Damn right I did. When it came time for the final – which, by the way, was announced as more of an evaluation than a learning experience – I zipped through nearly all of it without a hitch, only needing some time for the material covered in the final week or two. Ok, I’ll admit, I wagged the last question; it was multiple choice, with three attempts, so I think it would’ve been pretty stupid not to wag it. And I still have trouble with minus signs and remembering the derivatives and antiderivatives of trig functions. But I can’t believe how much I actually, really, truly learned. A long time ago, when my brain was a lot younger, I took an in-person calculus course. I got an outrageously high score (103, I think, thanks to bonus questions). But the main thing I learned there was how to write really small to fit every possible equation I might need on the single 3×5 index card we were allowed to bring into the test with us. This way worked much, much better.

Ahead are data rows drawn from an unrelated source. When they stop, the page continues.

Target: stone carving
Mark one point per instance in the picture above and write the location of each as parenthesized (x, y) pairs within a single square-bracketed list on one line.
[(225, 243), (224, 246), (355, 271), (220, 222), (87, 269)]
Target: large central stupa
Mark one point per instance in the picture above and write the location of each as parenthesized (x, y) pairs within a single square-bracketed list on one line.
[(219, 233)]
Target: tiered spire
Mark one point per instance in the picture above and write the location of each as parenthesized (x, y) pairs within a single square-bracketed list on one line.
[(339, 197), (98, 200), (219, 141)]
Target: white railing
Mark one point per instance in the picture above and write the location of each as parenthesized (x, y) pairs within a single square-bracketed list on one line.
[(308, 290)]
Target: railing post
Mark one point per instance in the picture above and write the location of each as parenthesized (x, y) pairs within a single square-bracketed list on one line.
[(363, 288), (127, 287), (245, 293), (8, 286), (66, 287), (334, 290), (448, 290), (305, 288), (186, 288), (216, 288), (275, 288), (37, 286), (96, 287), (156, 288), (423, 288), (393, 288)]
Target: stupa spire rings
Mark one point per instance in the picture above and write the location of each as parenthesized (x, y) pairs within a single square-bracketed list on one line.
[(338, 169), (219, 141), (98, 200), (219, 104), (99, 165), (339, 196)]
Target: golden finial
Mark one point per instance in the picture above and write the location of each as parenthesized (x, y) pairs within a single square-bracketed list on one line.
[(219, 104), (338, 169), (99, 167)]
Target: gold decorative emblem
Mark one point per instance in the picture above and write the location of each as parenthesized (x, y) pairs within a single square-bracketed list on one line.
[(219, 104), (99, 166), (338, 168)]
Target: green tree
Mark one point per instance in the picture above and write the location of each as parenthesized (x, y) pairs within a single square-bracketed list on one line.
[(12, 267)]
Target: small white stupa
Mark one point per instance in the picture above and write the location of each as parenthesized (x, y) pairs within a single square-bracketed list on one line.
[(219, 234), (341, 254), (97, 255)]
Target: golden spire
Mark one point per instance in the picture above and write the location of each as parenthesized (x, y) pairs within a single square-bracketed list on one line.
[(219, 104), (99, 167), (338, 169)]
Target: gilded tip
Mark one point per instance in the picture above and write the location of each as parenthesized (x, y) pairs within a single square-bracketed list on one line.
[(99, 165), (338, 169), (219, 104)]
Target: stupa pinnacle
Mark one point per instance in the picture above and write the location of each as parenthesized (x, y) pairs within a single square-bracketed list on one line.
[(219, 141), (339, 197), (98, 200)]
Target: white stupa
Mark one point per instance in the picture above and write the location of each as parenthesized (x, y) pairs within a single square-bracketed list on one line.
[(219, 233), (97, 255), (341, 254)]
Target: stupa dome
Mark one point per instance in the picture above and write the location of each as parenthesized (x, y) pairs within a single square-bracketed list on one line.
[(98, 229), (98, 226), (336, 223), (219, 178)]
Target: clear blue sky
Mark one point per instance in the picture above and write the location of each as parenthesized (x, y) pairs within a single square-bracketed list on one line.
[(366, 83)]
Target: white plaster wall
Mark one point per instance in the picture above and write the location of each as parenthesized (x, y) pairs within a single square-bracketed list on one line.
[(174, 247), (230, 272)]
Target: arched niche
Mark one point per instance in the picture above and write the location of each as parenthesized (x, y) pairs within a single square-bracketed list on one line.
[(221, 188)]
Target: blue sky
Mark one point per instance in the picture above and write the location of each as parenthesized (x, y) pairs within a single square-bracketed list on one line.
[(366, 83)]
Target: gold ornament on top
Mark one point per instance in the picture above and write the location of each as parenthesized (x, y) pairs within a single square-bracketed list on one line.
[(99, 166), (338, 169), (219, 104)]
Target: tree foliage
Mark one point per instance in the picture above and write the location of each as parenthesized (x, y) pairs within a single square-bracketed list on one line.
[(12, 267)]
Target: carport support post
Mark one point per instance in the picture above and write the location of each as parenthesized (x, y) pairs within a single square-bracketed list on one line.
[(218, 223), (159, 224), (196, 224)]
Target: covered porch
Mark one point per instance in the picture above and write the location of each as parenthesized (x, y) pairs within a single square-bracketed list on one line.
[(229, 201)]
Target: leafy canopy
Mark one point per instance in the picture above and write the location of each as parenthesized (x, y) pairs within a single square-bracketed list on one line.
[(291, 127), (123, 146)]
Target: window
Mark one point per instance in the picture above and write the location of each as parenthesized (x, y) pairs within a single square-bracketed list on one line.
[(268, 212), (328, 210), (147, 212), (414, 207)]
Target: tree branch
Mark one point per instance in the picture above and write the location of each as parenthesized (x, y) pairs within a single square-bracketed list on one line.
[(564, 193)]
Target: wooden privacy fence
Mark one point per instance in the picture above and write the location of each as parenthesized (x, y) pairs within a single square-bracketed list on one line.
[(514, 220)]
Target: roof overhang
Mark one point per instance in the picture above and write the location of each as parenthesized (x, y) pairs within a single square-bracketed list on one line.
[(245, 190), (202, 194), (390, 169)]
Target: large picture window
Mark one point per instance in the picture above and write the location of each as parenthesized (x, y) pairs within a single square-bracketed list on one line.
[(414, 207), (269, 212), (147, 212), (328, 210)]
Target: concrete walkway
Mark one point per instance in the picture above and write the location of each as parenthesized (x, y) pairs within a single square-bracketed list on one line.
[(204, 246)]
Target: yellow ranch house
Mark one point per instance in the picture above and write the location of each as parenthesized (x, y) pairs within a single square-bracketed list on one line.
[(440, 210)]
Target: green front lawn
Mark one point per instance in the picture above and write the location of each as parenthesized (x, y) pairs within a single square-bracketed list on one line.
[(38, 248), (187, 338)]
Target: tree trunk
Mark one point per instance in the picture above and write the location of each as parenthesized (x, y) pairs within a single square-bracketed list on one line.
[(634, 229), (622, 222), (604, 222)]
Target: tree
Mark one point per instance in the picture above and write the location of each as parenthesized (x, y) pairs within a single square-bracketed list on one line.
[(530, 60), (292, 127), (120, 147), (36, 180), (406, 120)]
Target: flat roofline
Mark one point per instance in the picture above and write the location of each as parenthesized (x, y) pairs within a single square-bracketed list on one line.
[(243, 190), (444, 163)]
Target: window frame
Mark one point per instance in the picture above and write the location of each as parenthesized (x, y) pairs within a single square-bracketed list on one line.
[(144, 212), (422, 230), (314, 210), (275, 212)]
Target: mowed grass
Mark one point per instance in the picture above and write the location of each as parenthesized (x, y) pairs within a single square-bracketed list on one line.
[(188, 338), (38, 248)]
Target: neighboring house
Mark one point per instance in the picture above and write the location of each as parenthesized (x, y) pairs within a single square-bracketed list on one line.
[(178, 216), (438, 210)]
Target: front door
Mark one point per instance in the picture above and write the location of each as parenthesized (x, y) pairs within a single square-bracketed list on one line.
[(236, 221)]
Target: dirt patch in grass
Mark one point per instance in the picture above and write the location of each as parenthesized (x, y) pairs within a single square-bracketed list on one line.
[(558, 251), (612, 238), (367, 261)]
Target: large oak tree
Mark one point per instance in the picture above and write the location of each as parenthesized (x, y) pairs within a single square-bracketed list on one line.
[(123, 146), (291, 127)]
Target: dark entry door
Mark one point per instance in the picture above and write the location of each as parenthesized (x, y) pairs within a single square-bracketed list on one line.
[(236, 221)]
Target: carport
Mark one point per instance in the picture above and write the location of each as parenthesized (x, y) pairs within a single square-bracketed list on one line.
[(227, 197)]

MOOCs have seen some bad press recently (not helped by the ironically tragic, or tragically ironic, total meltdown of Coursera’s own “Fundamentals of Online Learning” course in February). Some of it is just the usual fear of anything new, the fear of impersonal technology taking over and losing the human connection. Yet in this online math course with thousands of students (35,000 to start) I felt more engaged with the course, more connected to the staff and the students, than I have in pretty much any in-person course, including some in pretty touch-feely humanities subjects. I had a blast. In Calculus. And this week, at the end of the course, many of us have left notes on the forum about how sad we are that it’s come to a close.

This was a triumph
I’m making a note here:
It’s hard to overstate my satisfaction.

– “Still Alive” from Portal (yet another cool thing I learned in Calculus)

[re-ADDENDUM: This course has been converted to “self-paced”; this makes me sad. The lectures and exercises are (presumably) the same, but it’s a solo experience. I’m sure that works for some people, but it would eliminate much of what I found to be the fun of the course, as well as the support of other student and staff.]